No direct experience myself, but when the pellets don't tumble they start to stick together and then act as a detritus trap, probably going anaerobic in the interior as they degrade and may end up working against you.
 
I was using a Nextreef reactor MR1 with the cone mod in the bottom and a maxi-jet 1200 to run it, I was using Brightwell Kataylst which called for 1 gram per 2 gallons of water and used half the recommended dose for 3 weeks and after I got cynao which was instantly I dosed bacter7 to hopefully relive the problem, than I stepped up to the recommend about at about a month and the cynao got much worse, I had the output directly in front of the inlet for my BM-200 skimmer which defiantly getting nearly all the output, I thing I should say this was all on a fairly new set up tank with nitrate's really low to begin with and hardly no phosphates present. I sent my water parameters to Brightwell anf they told me my current conditions would not support the pellets, giving me the feeling they work much better for a tank with a high bio-load of lots of fish and heavy feeding. I had just a few tangs/clowns/gobies and a mixed reef of mostly sps in a 180.

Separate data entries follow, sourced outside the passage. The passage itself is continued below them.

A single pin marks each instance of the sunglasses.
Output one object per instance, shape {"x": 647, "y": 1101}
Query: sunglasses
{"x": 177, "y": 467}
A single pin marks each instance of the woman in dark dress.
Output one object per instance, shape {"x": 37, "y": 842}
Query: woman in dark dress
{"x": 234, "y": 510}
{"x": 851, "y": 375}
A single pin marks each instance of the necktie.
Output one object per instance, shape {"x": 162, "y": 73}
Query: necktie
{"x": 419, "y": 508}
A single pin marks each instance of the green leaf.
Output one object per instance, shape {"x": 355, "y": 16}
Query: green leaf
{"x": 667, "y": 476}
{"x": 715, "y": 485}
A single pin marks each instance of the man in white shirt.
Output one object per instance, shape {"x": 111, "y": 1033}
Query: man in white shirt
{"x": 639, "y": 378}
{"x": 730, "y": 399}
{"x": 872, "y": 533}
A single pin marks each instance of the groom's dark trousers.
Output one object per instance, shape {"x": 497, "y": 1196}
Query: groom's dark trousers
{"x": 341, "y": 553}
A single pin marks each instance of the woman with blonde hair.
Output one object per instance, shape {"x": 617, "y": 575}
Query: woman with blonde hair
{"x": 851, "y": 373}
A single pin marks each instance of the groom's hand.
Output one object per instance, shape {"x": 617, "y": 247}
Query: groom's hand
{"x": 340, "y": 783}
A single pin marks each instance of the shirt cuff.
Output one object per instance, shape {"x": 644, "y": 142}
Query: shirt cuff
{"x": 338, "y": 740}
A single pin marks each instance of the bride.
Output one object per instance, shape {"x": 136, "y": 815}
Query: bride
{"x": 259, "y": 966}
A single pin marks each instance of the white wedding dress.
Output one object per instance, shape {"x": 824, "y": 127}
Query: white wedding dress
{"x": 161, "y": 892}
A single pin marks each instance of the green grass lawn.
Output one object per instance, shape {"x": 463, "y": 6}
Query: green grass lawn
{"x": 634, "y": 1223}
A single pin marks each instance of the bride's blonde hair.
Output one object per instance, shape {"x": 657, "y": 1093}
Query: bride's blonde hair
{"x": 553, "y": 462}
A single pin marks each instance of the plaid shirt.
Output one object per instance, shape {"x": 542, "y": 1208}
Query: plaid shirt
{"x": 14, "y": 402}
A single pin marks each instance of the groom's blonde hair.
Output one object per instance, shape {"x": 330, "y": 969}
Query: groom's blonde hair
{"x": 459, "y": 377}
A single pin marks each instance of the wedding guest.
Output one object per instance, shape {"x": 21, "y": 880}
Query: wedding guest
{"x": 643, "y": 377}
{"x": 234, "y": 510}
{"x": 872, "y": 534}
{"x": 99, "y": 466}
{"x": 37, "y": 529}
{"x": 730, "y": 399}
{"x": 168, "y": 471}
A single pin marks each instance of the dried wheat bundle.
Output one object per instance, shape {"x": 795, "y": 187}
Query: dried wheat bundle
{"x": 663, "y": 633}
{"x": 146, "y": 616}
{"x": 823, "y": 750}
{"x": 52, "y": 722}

For those who have had negative experiences could you please explain your setup? I am trying to get a feel for the negative effects and improper setup, namely where you output was going....As several have said, I believe it is crucial to have the output from your reactor going directly into your skimmer. Could this be one possibility to the effects some are seeing??
 
Ive been using bio pellets for over a year now........ when i started them it was in a tank that was a year old and had high nitrates, i dosed WM pellets according to tank size and didnt gradually add them over time. out put is in zip tied to front of the intake .In 24-48 hours i got a nice bio bloom, tank water went milky white for 48 hours. at the same time skimmer was pulling nasty sour white skim(lasted until bloom cleared). after that i noticed hair algae dieing rapidly, then cyano came.. my theory is yes there are organics released but i think its from algae decomposing. when i slack on keeping an eye on when i need to top off the pellets i notice algae blooms. then i top off and cyano returns, cyano seems to cycle through and i control it with KZ coral snow.
another problem ive noticed is trace elements seem to striped faster and i would have to dose potassium, iodine and trace element product to keep my SPS( tank is mostly SPS) from getting pale. for the last month and a half ive been using KZ sea water complex(Meerwaser) and coral still looks good. i also run a high capacity gfo to help with phosphates with no problems.

Curious how you knew your trace elements were being removed from the water faster?
im sure more water changes could help with elements but i work full time and go to school full time. so water changes are 10 gallons a month on a 85g system.
 
I had bad cyano in my tank a while back. I bought some chemi clean and it wiped it all out in 2 days. Since then I have not had one single sign of any algae in my tank but maybe some diatoms. The p04 and nitrate is always zero no matter how many more fish I add. Now the tank is to the point where the cyano can't come back becuase there is nothing for it to live on. The biggest problem I see with pellets is it drives down the nutrients way to low and your tank starts having issues. I like vodka cause it seems like a middle point of the 2 methods. The best thing to do with pellets is to run like half the recommended dosage.

Is it not possible you simply added too large a volume of pellets?